Thank you for the reply and all of that info! I actually didn't deicded to do the urine samples myself. I have to drop them into my gp as part of some tests she's running! I'm going to ask after this week if I can stop that! I also don't have any bleeding today and I don't seem to be going to the toilet as much. I still have some other things but I seem to be coming out the other end (hopefully!)

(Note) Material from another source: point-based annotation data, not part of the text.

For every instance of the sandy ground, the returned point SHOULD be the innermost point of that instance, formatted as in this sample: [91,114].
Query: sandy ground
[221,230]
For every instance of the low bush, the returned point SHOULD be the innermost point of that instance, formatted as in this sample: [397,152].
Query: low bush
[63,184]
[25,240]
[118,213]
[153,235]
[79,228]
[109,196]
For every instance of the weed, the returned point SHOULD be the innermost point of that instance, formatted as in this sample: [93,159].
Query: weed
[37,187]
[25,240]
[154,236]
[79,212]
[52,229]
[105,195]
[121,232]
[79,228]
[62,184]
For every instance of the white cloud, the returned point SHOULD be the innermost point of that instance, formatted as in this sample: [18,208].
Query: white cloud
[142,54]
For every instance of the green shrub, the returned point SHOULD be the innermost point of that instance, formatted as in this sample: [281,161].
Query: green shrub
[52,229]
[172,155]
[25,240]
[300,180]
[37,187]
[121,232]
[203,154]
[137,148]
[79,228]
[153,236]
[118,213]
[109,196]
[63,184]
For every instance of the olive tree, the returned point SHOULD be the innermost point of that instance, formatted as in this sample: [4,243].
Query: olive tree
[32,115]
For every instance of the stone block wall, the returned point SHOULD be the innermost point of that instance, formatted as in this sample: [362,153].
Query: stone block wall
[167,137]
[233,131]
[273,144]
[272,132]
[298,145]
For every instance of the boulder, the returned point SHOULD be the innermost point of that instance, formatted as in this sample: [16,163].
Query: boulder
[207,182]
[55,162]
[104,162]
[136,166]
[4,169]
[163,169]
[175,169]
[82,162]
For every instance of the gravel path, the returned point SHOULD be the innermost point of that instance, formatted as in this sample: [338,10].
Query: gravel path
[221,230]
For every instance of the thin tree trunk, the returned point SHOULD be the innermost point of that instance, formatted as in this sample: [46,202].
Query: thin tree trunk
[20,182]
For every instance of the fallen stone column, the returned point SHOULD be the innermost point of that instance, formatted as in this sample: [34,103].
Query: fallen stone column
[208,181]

I was actually at a gyno a month or two ago. They did a physical exam and some other things didn't see any issues! They have some out standing tests (a smear) for me that hopefully I get the result of soon (I mean they were Stepemeber). Like I'm trying to be postive and push along. Like be reasonable I was travling from 4 am today and I keep dozing off nearly after a busy day of college actives after flying. I just hope I can get this go soon and it all clears up!

LouiseAndy
06-12-18, 20:46
Just a quick update. All seems good! No more blood at the moment. Just back from a rather rough flight! They ran out of sick bags....so it was a experience :doh:. I'm going to drop in one last urine sample tomorrow and just ask if that's okay or do they want more.

I was meant to have a ultrasound next week for the coil but it had to be moved, I don't feel like crying for it? I thought I'd be more freaked. Like when they office rang me they never said anything about the smear they took. I had a physical exam at that meeting...so I might be slowly coming around to the idea that things might be okay :)!